Many years ago I worked at a fabulous living history site, Volkening Heritage Farm at Spring Valley in Schaumburg. The Program Coordinator there, Jill Chwojko-Frank was doing a program on washing and ironing. The farm had reproduction Mrs. Potts irons. Jill asked me, “Do you know who Mrs. Potts was? Was she a real person?” I didn’t know but, typical Ellie, I had to find out so I started researching her and discovered that she was an amazing woman who patented an invention at the age of 19 in 1871. Jill asked me if I could ‘work her up’ for a presentation at the farm. Steph McGrath, a colleague and fellow museum curator had a copy of Mrs. Potts’ trade card in her collection and sent me a color copy so I could see what she looked like. I was very nervous to open the envelope, if she had been a tall blond with blue eyes I would have been in real trouble. I lucked out, as you can see. Since we interpreted the 1880s and I was about the age she would have been in 1885 at the time, I decided to do her in that time period. But as will happen, I got older so Mrs. Potts had to too. I now do her most often in 1893. This is wonderful for the Chicago area audiences because Mrs. Potts did have a booth at the Columbian Exposition in the Women’s Building. It gives me great opportunities to talk not only about her invention but about the fair and women’s enterprises in the 19th century.
Aren’t your costumes hot and uncomfortable?
I would rather wear a corset and a hoopskirt than hose and heels. It’s really not that bad. I do not lace my corset very tightly, I’m only taking an inch or two off of my waist; Spanx can do more than that. I don’t particularly like the bustle era in the 1870s and 1880s because the garments are very heavy and close. Hoop skirts are a joy, never a problem. We have played Chicago Salmon games in temperatures over 100° and I am certain I was more comfortable than my players. My 1893 Mrs. Potts costume is very comfortable, barely laced and the blouse is quite loose. The full sleeves allow for extreme ease of movement. When one actually wears the various eras of costume one really understands why and how the fashions changed. In the 20th century, seamed stockings are far superior to what we wear today, they make your legs look great and I need all the help I can get.

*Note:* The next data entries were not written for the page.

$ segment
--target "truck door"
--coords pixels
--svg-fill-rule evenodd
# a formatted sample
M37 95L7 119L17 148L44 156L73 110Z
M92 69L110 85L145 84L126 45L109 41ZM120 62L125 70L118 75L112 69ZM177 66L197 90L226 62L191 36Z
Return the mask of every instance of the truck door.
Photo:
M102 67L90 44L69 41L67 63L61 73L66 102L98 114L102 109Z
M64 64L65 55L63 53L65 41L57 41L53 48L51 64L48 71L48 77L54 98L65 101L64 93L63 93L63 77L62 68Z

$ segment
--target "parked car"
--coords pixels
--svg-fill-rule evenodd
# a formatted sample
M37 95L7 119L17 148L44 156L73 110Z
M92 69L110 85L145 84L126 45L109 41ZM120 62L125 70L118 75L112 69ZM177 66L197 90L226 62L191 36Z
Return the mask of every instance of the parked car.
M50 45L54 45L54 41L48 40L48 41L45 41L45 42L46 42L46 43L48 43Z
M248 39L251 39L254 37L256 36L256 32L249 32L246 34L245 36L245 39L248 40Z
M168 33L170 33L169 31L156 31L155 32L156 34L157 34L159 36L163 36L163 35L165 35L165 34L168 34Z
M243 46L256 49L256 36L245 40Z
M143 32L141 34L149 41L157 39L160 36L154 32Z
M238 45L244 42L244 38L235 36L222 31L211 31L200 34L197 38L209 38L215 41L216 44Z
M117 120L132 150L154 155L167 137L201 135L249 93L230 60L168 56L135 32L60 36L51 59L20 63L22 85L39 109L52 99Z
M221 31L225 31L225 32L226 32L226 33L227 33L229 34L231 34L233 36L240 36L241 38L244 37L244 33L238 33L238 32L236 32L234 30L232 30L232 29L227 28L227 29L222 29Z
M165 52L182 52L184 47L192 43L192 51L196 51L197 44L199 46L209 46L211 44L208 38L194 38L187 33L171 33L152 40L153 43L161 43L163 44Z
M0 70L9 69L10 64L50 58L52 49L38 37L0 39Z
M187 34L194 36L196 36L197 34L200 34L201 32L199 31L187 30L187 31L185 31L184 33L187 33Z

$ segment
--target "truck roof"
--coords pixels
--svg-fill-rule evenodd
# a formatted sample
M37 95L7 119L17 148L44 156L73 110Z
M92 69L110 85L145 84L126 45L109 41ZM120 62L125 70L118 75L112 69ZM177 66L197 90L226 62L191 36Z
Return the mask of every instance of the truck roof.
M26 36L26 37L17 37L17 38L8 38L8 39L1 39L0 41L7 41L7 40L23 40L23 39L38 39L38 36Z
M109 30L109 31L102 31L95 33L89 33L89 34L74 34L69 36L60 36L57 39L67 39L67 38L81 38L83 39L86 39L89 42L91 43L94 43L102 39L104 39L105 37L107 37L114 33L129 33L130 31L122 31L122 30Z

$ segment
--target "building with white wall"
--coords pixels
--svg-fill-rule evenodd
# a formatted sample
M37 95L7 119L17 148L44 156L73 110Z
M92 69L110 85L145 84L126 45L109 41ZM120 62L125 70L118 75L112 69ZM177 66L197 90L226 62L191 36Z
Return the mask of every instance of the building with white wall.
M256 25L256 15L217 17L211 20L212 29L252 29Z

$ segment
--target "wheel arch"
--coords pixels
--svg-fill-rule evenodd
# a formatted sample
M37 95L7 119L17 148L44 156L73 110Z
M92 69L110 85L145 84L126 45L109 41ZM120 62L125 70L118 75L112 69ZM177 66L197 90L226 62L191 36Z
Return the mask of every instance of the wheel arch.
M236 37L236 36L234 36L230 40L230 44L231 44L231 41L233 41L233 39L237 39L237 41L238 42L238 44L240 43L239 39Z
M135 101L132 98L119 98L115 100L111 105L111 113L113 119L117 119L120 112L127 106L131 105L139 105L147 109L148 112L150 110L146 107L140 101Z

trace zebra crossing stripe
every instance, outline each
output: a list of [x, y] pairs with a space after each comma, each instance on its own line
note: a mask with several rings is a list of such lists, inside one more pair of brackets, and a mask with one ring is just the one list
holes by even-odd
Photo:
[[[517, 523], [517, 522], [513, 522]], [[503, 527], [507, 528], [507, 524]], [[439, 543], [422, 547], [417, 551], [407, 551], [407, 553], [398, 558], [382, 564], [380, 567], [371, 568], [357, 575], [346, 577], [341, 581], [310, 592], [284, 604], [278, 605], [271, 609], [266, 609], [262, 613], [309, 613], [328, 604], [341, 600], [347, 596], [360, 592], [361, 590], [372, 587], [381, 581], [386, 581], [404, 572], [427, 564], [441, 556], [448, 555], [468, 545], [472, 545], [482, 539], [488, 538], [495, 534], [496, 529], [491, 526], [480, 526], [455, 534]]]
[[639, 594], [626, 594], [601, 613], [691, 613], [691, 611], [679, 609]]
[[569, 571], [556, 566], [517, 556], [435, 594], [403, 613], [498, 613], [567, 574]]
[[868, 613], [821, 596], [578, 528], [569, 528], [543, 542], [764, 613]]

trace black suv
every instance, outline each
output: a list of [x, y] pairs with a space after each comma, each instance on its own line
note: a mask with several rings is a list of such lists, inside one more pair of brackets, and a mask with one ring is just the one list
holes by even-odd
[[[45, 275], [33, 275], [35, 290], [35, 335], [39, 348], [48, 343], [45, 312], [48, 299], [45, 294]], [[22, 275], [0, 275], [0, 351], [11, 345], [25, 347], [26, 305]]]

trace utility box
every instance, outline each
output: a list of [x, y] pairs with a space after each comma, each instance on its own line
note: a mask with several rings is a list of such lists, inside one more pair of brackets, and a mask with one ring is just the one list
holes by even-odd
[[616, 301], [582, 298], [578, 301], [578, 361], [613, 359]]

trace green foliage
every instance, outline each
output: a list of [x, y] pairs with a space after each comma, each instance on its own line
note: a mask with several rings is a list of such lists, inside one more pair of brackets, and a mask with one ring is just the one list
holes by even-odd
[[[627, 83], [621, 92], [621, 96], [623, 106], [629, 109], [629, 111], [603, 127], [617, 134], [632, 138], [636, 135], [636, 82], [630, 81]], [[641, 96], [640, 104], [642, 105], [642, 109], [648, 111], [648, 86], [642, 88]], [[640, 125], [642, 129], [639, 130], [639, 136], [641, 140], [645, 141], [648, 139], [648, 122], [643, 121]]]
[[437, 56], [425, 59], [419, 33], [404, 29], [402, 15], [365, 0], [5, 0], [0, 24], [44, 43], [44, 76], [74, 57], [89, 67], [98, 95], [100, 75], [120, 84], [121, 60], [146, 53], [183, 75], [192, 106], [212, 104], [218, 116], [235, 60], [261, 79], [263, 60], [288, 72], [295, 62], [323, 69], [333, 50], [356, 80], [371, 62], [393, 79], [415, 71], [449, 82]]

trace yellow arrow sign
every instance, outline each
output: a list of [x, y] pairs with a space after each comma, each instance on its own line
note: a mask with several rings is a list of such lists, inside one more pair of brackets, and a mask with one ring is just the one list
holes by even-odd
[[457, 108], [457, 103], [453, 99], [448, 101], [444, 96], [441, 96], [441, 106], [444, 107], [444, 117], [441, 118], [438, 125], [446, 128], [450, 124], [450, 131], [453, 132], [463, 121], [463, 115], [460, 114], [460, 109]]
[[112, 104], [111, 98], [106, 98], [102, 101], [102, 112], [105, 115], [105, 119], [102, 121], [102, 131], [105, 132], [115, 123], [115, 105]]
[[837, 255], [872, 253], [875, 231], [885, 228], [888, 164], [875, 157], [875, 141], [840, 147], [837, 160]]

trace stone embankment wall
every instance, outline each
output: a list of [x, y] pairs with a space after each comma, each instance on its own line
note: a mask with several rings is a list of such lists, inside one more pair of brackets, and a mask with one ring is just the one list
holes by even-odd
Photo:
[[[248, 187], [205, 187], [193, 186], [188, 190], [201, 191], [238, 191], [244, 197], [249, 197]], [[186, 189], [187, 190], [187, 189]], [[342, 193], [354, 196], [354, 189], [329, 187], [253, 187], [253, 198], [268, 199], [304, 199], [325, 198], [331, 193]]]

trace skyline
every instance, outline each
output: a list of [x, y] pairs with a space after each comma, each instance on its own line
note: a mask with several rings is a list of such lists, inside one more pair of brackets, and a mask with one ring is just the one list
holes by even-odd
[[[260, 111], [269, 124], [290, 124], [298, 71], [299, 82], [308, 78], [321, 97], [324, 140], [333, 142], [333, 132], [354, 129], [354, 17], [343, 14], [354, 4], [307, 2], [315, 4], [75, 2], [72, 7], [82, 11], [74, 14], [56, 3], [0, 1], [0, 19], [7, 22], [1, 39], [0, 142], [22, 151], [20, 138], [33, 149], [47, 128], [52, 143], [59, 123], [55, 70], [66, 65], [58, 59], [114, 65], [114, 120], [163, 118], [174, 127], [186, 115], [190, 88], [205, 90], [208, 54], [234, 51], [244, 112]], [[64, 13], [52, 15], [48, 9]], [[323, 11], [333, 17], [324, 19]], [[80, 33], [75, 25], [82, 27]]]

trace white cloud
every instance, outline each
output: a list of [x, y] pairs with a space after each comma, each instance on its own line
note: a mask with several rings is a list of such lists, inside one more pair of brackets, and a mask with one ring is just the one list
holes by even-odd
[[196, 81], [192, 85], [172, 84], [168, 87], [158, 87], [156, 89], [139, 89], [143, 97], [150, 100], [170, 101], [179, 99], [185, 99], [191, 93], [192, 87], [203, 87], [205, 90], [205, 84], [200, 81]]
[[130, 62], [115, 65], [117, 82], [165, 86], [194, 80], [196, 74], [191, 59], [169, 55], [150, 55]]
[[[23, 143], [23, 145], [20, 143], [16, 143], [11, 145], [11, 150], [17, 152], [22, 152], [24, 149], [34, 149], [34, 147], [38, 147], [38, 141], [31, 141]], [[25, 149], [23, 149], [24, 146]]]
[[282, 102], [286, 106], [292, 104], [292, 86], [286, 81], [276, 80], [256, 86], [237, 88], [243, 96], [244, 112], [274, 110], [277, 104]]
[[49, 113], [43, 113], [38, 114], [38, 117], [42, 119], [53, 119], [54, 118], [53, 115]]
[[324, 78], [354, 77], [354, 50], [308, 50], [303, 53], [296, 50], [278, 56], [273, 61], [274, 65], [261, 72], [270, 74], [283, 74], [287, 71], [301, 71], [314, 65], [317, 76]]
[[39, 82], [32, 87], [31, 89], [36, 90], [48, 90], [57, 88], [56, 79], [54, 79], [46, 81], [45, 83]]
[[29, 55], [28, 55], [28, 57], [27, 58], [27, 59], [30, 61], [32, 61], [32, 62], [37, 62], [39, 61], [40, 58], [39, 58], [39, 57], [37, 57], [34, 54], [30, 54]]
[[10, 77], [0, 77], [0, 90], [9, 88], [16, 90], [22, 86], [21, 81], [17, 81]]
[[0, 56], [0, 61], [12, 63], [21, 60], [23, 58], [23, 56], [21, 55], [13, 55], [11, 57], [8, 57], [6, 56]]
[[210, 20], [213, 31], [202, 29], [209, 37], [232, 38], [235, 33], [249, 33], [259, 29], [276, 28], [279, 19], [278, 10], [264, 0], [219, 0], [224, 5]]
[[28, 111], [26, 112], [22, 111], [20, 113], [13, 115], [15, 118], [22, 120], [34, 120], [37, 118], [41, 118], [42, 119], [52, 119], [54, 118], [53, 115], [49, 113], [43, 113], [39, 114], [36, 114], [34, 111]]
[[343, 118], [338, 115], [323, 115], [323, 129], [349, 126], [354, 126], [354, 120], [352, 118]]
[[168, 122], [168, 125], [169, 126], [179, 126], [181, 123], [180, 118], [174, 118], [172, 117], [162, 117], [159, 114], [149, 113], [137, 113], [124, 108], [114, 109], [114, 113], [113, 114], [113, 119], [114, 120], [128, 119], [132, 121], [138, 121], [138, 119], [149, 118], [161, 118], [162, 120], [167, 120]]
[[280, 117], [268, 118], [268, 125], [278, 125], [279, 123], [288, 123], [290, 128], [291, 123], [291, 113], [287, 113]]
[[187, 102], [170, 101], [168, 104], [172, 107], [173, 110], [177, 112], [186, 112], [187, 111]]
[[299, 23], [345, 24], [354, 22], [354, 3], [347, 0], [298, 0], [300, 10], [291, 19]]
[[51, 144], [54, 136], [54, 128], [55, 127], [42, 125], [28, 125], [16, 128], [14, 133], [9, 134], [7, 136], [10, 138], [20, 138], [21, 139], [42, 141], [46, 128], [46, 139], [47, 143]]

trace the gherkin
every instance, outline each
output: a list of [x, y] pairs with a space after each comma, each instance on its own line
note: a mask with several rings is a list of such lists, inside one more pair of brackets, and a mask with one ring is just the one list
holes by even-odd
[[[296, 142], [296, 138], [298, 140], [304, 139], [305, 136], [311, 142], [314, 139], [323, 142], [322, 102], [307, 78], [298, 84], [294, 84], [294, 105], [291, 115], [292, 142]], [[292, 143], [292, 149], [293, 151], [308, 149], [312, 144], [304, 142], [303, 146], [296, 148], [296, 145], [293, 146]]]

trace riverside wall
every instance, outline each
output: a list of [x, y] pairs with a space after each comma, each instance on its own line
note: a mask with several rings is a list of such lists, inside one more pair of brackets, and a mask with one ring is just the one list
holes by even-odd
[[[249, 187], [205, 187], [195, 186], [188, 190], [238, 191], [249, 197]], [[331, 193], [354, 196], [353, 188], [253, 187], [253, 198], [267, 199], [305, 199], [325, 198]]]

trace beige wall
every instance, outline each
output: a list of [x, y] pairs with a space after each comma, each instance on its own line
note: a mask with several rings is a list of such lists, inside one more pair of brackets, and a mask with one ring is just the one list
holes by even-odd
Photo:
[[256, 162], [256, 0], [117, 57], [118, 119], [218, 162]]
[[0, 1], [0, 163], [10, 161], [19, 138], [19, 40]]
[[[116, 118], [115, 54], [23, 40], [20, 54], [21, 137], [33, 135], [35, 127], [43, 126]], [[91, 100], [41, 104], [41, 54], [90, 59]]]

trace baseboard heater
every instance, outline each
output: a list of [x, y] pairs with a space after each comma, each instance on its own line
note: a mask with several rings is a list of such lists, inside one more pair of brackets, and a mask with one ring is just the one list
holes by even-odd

How did the Chicago Salmon get started?
I was hired in 1996 to organize a Civil War Encampment for the Mt. Prospect Park District. The Director of the PD at the time had seen an article in a magazine about Vintage Base Ball and asked if I could put together a team for a demonstration match at the event. I went to the Mt. Prospect Little League Coaches meeting where I recruited the first team. The men were to wear plain black pants, I made the 19th century shirts and shirt fronts, called shields. We thought we would just learn the rules, don the uniforms and demonstrate this early era game for the event. In the course of researching the rules we came under notice of many of the existing Vintage Base Ball teams. They were so excited to have a team in Chicago to play and started calling me asking for matches with my team (which really didn’t exist). We played four matches in all that first season. 2017 is our 22nd season. Although Zeus is the only original player left (second from right, front row, just behind me), we have added on players that have come to matches or seen us on the web. We even have five men who were little boys when their dads or family friends joined the team and are now full-fledged players. We say, “We started out as a joke, then we got serious, now we’re a serious joke.” -line shamelessy stolen from The Maverick Brothers, a Chicago singing duo.